The GCP Tsukuba office plans to embark on a variety of avenues of inquiry and action to move the understanding of the human dimensions of the carbon cycle forward. The activity plans are expected to become official after they have been discussed with the Scientific Steering Committee at a meeting planned for July 2004 in Goa, India.

One of the first projects planned is a comparison of the specification of variables and linkages in a number of “coupled models.” Secondly, we anticipate fostering a project-based approach to carbon emission reduction and sequestration as an opportunity for regional development. We think that real projects will help us identify the different policy-relevant expert perspectives and offer a focus for “outcome-based” collaboration. For that reason we are hoping that Yamagata Prefecture and US state of Colorado (already “sisters”) will work together to test an integrated carbon management approach that we want to develop along with colleagues within NIES, in Yamagata, and Colorado.

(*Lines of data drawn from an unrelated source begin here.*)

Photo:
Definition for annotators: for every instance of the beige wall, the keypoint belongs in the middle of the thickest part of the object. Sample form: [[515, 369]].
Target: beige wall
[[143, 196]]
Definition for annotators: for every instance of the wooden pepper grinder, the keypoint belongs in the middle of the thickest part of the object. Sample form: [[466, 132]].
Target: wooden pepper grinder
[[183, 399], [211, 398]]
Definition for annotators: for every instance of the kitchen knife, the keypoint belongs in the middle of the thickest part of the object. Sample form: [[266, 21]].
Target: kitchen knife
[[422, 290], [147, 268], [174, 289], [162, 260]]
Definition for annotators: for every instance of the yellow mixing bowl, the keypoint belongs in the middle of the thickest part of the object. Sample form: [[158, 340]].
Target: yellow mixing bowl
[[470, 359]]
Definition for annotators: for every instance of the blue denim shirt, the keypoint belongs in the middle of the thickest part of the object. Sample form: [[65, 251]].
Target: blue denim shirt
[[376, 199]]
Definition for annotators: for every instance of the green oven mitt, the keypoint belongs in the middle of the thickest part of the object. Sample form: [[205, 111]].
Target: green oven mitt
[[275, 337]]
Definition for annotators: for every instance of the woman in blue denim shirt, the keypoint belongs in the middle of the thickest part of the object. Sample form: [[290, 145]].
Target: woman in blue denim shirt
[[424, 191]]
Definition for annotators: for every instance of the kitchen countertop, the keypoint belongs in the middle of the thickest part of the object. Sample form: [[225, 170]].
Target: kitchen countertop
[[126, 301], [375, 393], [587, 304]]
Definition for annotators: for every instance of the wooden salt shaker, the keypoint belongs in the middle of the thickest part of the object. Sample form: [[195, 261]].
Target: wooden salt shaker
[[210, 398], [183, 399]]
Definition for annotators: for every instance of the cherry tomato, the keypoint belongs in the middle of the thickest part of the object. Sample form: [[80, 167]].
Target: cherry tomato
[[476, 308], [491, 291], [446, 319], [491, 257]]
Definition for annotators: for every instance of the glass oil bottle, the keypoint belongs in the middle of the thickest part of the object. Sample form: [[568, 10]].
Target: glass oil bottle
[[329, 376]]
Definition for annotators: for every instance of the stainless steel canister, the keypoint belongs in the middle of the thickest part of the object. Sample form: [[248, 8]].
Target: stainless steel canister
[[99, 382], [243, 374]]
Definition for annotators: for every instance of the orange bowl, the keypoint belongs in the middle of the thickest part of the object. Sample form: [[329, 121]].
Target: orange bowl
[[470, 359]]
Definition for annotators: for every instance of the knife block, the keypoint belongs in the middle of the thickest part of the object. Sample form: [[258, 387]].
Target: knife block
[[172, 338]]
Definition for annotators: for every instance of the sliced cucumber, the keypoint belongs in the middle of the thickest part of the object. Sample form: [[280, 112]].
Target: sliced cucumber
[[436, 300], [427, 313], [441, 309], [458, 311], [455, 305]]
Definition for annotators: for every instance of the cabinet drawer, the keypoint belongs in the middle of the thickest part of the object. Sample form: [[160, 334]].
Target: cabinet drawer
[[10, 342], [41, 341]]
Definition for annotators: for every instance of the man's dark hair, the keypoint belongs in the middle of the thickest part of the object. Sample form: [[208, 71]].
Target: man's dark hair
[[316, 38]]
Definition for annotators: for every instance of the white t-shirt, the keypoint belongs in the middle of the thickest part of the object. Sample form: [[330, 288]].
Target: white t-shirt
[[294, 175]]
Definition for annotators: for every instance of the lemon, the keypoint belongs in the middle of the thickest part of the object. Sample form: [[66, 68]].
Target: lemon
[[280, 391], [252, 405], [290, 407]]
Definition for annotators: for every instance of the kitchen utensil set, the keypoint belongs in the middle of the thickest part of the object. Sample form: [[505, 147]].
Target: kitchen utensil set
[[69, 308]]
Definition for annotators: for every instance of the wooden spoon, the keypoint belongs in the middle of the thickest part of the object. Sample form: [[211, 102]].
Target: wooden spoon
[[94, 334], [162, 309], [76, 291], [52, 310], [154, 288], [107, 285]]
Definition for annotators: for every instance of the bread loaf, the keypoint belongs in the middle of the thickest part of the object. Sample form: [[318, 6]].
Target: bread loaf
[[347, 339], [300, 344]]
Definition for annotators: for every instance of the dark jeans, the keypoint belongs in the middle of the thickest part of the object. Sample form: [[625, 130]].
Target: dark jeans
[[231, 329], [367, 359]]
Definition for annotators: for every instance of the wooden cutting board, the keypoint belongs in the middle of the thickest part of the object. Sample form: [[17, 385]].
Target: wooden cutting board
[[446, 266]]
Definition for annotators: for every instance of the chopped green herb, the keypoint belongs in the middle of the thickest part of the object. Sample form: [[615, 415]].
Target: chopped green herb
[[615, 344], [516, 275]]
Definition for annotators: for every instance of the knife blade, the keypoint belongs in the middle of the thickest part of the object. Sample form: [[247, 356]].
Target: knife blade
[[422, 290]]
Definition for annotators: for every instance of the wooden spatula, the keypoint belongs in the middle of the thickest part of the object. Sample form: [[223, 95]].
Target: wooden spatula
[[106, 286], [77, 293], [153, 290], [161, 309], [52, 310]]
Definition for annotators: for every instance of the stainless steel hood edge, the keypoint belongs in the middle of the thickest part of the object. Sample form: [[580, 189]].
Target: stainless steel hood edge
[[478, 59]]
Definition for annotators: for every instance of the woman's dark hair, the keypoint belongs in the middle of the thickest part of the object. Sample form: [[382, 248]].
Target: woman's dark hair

Another activity planned for the GCP Tsukuba office is our Science and the Media Network project to link scientists and journalists in partnerships designed to improve the communication between them. We look forward to working with such organizations as Japan’s Global Environmental Forum, the Japan Environmental Journalist Association, the National Association of Science Writers in the US, the Asia-Pacific Network, the New York Times and the Keystone Center for Science and Policy to advance the level of understanding for citizens of the pressing challenges surrounding global warming, climate change, lifestyle choices, and the political economy.

We hope to stimulate the amount, quality, and exchange of research being conducted within the social sciences, policy studies, and the humanities so that more people are considering the carbon cycle and climate change in their thinking. That means that we will tap existing research and policy networks to invite greater participation in deriving policy relevant carbon cycle science, beginning with the active intellectual community in Tsukuba Science City. One part of this effort is the GCP Seminar Series on Human Dimensions of the Carbon Cycle that will begin at NIES in September.

The Executive director of the GCP-Tsukuba office is Dr. Penelope Canan, a sociology professor from the University of Denver in Colorado (USA). Melanie Hartman (USA) is senior researcher, Harumi Kato (JAPAN) is special assignment researcher, Dr. Georgii Alexandrov (RUSSIA) is a biosphere modeler, and Yukako Ojima (JAPAN) is secretary.

The Scientific Steering Committee is comprised of scientific leaders from around the world and across disciplines. The nations represented on the committee include Australia, Canada, France, Germany, India, Italy, Japan, Mexico, Taiwan, Thailand, the United Kingdom, and the United States. Dr. Yoshiki Yamagata of the Climate Change Research Project (NIES) is a member of the Science Steering Committee.